Son dos intangibles, pero no los únicos, que separan los lugares memorables de aquellos que, cuando sales, piensas: “De acuerdo, muy bien, pero le falta alguna cosa. ¿Qué debe ser?”. Saber leer un cliente es otra y no sé si a estas alturas se enseña en algún lado. Desconozco si en las escuelas de hostelería hacen cuatro céntimos a los estudiantes sobre cómo recibir y tratar al cliente fuera de los protocolos meramente funcionales de recibimiento y servicio de platos. Quizás cae dentro del saco de aquellas cosas que son de sentido común, pero que, de hecho, o no lo son tanto, o cada uno tiene el suyo o el sentido común general está yendo por la pedriza.

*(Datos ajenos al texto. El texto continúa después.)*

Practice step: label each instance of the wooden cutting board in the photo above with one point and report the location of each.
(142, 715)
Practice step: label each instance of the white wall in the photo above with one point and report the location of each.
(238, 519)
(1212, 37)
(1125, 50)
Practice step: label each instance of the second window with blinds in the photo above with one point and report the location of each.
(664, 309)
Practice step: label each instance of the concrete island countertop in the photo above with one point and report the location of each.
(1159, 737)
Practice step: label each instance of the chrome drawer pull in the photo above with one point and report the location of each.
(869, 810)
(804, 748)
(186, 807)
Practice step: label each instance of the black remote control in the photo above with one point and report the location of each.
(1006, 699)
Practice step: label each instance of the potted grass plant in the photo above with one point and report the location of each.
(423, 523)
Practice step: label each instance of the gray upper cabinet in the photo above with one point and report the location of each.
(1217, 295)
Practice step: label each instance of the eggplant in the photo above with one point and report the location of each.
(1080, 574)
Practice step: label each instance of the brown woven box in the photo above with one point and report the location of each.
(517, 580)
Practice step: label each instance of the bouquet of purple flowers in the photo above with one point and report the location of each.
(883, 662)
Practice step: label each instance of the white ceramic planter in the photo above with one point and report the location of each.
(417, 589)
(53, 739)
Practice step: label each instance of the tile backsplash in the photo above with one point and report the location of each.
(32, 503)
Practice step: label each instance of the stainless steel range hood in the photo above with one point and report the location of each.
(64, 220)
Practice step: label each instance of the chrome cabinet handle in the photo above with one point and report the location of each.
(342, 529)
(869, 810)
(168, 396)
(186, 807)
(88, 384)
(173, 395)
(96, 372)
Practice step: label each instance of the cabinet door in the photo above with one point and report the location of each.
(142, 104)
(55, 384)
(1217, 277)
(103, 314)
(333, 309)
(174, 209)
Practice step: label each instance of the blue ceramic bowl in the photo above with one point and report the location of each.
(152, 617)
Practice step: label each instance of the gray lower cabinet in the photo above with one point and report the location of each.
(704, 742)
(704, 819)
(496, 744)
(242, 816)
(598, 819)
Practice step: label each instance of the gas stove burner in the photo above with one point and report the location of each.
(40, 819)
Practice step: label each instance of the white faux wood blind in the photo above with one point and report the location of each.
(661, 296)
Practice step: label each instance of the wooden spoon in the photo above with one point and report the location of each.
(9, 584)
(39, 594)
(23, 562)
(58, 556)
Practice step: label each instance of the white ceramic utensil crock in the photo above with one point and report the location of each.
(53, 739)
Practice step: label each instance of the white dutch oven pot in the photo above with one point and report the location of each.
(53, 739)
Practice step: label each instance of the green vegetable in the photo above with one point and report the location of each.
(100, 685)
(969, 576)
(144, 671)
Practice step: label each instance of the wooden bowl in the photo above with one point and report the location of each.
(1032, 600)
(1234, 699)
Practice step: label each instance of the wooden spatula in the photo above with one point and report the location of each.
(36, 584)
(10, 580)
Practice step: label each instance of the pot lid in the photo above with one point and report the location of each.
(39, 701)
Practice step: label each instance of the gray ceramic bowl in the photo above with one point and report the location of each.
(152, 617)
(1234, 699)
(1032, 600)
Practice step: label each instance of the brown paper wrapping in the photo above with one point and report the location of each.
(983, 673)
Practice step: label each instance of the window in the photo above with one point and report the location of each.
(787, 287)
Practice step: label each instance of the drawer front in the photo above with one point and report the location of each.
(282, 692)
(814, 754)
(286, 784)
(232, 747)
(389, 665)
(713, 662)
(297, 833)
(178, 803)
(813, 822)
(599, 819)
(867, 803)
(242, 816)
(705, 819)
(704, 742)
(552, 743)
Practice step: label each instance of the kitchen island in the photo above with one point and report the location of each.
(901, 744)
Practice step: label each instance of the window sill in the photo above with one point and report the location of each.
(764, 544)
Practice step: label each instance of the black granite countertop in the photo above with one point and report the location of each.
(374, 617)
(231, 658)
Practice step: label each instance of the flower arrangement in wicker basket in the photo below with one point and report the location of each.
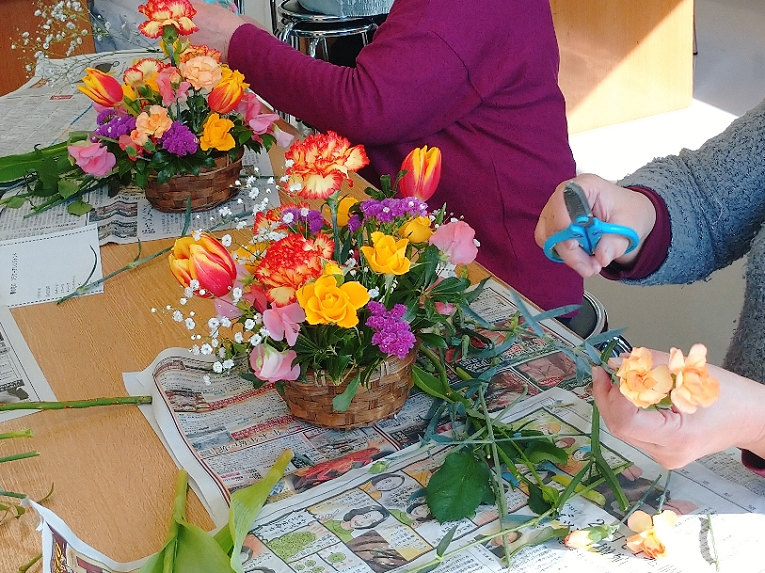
(330, 304)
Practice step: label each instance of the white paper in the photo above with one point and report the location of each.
(47, 267)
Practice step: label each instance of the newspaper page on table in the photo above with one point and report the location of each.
(373, 519)
(21, 379)
(47, 108)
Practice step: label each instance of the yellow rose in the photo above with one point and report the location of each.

Desconozco si en las escuelas de hostelería hacen cuatro céntimos a los estudiantes sobre cómo recibir y tratar al cliente fuera de los protocolos meramente funcionales de recibimiento y servicio de platos

Me refiero a interpretar a la persona y decirle las cosas adecuadas para hacerla sentir a gusto una vez atraviesa el umbral de la puerta. La misión no es mejorarle el día, sino no empeorarlo. Mirar a los ojos cuando se saluda (y saludar y decir adiós). Si aquel día pide un té y normalmente acaba con las existencias de ginebra, no tomarlo como una broma. No hacerle bromas que requieren una excesiva confianza que no se tiene o que lo dejen en un ridículo poco controlado ante los acompañantes. Hacer las preguntas que vayan bien para la persona y por el contexto y dar las respuestas acertadas en forma y fondo. Quizás todo eso se resume pidiéndole un poco más a aquella máxima bíblica y aplicando un ‘haz lo que quieras que te hagan’, o en el concepto más moderno preso de los antiguos griegos, la empatía, que en su origen quería decir una cosa, lato sensu, como ‘expuesto a las pasiones, a los sentimientos (de los otros)’.